What of the night times that will not stay forgotten
on that stairs, the moon shining on your face
and the monk in the tower of Red Abbey, the bones of
his fingers creaking from the frost,
the Mad Woman going to her nuptials among the bones,
your mother's head on her bed of stones.
 
Tomorrow the snow will come down on your wandering Aunt,
coming up the road to your father's house
in cracked boots belonging to a man, singing
enough to set the neighbours gawking, driving
to his disgraced bed your father until the last echo,
boots and voices, fade.
 
Like all of us, your Da would be respectable,
no relation to a woman of the roads
and she au fait with every reverend mother from here
to Armagh- at every Angelus bell raising her voice
for bread, her belly flat against her ribs like a hound.
 
Even in your sleep the civic guards are marching
from Blackpool down to Blackrock and you hear them
coming up the road in their blue-black jackets,
in their iron boots. And your mother stares at them
from the window.
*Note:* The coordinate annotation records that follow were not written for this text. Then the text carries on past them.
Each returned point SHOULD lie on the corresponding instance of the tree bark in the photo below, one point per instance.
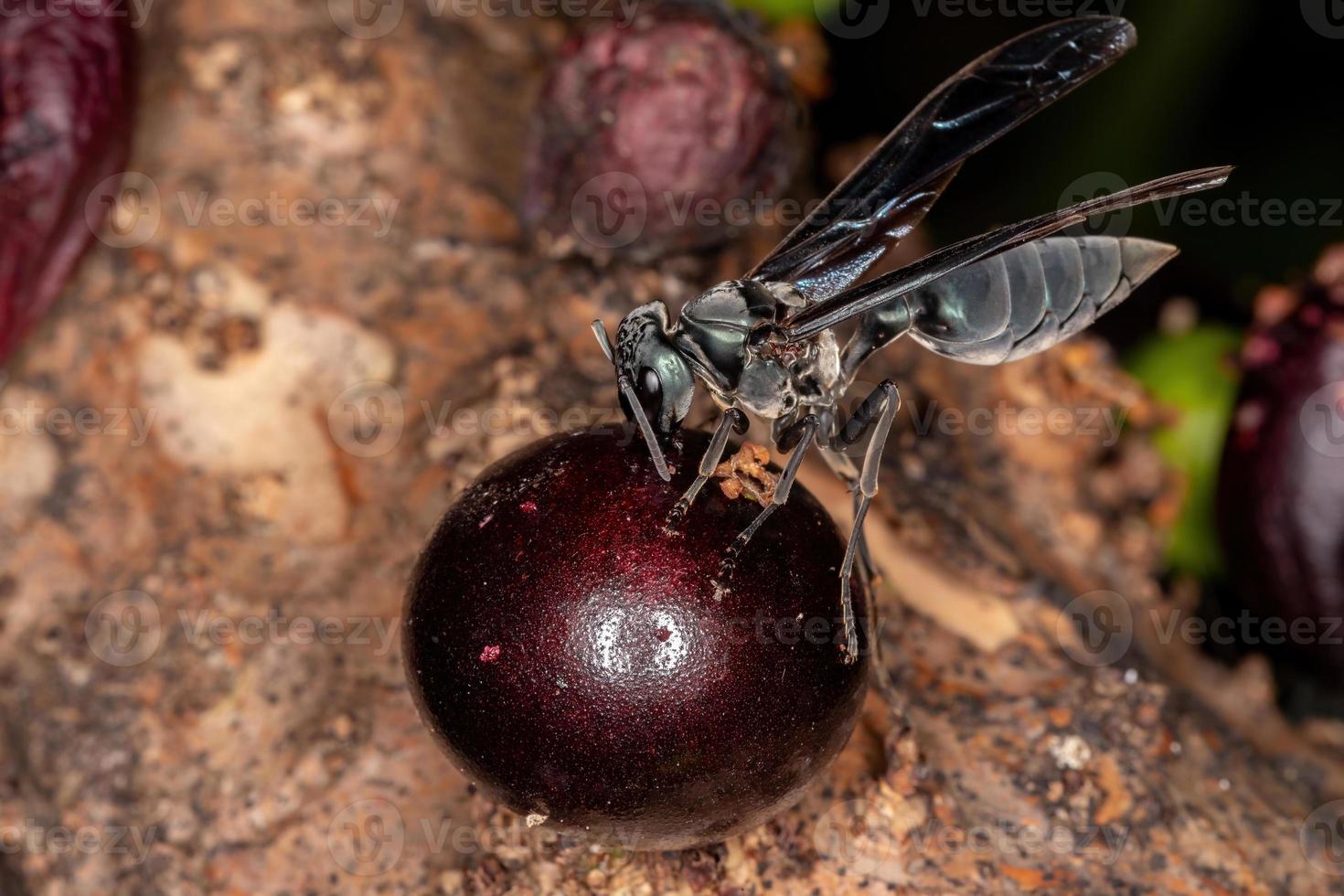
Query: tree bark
(281, 412)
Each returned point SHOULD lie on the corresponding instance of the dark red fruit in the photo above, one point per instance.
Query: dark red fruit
(666, 133)
(1281, 485)
(572, 658)
(65, 125)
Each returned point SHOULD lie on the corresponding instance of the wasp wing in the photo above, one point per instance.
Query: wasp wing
(892, 286)
(889, 194)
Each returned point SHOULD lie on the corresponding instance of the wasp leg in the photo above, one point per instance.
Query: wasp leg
(732, 421)
(867, 569)
(805, 432)
(877, 412)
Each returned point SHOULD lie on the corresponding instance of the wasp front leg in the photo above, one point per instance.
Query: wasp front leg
(875, 417)
(800, 437)
(732, 421)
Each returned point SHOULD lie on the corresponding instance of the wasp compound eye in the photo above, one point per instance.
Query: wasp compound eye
(651, 391)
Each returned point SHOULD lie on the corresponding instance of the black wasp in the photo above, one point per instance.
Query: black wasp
(763, 344)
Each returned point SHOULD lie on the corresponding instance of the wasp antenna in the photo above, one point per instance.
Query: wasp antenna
(603, 340)
(649, 435)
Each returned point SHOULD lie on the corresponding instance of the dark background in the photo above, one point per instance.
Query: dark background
(1244, 82)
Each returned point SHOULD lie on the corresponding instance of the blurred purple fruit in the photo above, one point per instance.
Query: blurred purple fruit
(1281, 488)
(65, 123)
(666, 133)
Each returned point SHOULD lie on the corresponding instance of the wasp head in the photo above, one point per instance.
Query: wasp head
(656, 382)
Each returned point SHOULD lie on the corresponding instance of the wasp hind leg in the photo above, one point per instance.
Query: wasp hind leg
(801, 435)
(734, 421)
(875, 415)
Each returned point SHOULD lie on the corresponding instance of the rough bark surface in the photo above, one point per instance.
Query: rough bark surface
(263, 764)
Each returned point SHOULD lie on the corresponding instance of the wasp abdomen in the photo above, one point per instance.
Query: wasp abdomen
(1029, 298)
And the neighbours stare.
 
The Mad Woman stands her ground, her hair streeling
the snow melting down on her upraised face, searching
the blank sky for a crust of mercy. She passes and
re-passes through your sleep. In the morning she lies on the
steps of the Opera House, a player exhausted,
curled up speechless in the last act of her tragi-comedy.
 
Your mother stands a long time at the window. Many times,
many windows. I see the moon on her face as on yours.
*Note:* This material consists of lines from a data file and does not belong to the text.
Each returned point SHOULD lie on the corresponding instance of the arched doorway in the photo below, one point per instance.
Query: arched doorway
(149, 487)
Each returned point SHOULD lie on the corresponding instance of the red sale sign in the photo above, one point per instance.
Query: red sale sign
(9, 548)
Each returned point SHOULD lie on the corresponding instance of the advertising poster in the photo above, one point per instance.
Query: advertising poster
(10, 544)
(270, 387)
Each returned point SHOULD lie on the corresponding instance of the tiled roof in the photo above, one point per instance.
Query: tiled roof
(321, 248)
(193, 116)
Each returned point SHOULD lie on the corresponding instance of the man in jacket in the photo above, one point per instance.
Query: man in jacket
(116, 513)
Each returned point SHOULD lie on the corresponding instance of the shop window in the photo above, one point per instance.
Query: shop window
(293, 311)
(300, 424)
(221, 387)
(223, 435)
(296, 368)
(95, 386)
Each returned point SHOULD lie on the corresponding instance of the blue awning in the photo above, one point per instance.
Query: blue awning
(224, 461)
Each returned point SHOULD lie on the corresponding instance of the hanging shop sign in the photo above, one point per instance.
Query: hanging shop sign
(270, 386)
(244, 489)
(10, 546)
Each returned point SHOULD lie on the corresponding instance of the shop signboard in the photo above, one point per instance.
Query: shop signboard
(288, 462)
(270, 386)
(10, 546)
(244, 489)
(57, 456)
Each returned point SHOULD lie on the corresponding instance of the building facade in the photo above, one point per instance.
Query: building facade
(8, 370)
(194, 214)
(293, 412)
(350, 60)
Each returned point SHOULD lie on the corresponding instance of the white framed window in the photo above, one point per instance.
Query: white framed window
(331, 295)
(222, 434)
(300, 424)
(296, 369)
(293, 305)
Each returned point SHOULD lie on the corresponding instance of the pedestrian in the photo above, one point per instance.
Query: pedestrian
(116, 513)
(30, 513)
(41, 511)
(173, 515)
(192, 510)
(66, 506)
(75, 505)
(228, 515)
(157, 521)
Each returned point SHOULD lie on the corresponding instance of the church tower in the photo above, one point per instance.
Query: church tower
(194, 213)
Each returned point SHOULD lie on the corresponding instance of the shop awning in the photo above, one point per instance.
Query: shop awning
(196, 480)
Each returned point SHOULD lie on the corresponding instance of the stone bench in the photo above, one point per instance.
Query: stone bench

Or is that the pale of waiting for the Bone Pickers-
bones of this and bones of that, only flesh up at the convent
and plump roast duck for his Holiness the Pope.
 
 
 

 
Woman, be grateful for your lot,
count your blessings and stir the pot
The Bone Pickers will soon be home. Remember them.
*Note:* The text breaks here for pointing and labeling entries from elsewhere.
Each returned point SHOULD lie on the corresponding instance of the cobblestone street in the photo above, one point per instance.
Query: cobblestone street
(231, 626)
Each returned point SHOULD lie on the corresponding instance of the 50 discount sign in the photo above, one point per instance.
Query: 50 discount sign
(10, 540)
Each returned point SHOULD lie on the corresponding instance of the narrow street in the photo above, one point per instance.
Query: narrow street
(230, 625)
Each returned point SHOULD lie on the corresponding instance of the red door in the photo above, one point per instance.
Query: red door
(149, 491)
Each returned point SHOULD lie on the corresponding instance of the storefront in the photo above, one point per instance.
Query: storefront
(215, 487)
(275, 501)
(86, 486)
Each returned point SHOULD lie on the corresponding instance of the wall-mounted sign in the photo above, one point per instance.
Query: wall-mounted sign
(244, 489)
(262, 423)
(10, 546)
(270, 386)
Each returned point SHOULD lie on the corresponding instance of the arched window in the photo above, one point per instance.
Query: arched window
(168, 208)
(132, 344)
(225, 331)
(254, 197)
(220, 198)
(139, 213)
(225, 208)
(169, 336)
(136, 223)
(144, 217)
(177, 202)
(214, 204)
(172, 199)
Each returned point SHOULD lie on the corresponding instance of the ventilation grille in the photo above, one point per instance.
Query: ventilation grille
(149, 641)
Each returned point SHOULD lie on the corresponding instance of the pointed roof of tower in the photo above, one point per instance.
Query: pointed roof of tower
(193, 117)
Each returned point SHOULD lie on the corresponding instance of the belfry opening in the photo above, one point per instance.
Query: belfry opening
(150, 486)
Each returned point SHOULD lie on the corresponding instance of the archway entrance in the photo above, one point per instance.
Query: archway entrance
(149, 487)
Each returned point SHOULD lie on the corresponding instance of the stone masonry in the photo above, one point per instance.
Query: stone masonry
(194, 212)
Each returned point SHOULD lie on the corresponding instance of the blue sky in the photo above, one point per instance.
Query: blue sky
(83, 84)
And tall. How did they grow so tall. From porter and
wife-beating, say the priests of Evergreen. They say,
we are the Bone Pickers and we are tall from spite.
 
Your mother stands at the window.
She hears the river, Katty Barry calling the swans,
Connie the Lark letting loose his pigeons,
Mary Olivia back from the boats on her high heels,
the Little Good Shepherd scuttling to her day of charity at
Lizzie Lantrys - thirteen she have and eight consumptive,
 
 as dawn dribbles into Margaret Street.